Pergulatan Identitas: Dayak dan Indonesia, Belajar dari Tjilik Riwut Karya P.M. Laksono dkk

Laksono, P.M. et al. 2006. Pergulatan Identitas: Dayak dan Indonesia, Belajar dari Tjilik Riwut. Jogjakarta: Galang Press


Buku Pergulatan Identitas: Dayak dan Indonesia, Belajar dari Tjilik Riwut Karya P.M. Laksono dkk, apakah dapat dikatakan sebagai buku biografi yang etnografis atau buku etnografi yang berbasis biografi dengan menggunakan actor oriented yang berbasis pasca strukturalis? Bagaimana membedakannya?

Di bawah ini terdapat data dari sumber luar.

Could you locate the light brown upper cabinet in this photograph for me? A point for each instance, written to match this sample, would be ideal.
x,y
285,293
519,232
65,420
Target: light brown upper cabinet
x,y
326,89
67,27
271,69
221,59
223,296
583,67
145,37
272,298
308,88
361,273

Tjilik Riwut yang saya ketahui biasanya berasal dari materi Sejarah mengajar di Bimbel sebagai salah satu tokoh yang gigih mempertahankan kemerdekaan dari kedatangan kembali Belanda yang membonceng sekutu. Setelah membaca buku Pergulatan Identitas: Dayak dan Indonesia, Belajar dari Tjilik Riwut Karya P.M. Laksono dkk saya lebih dekat dan semakin dalam mengenal siapa itu Tjilik Riwut. Buku ini menyajikan sebuah karya biografi yang berbasis pasca struktural (hal. xix) karena bersifat sangat reflektif yang tidak bersifat sekadar menggurui pembaca namun mengajak pembacanya merenung bahkan sesekali tersenyum yang ditujukan untuk membentuk subyektifitas kolektif (hal.xxi).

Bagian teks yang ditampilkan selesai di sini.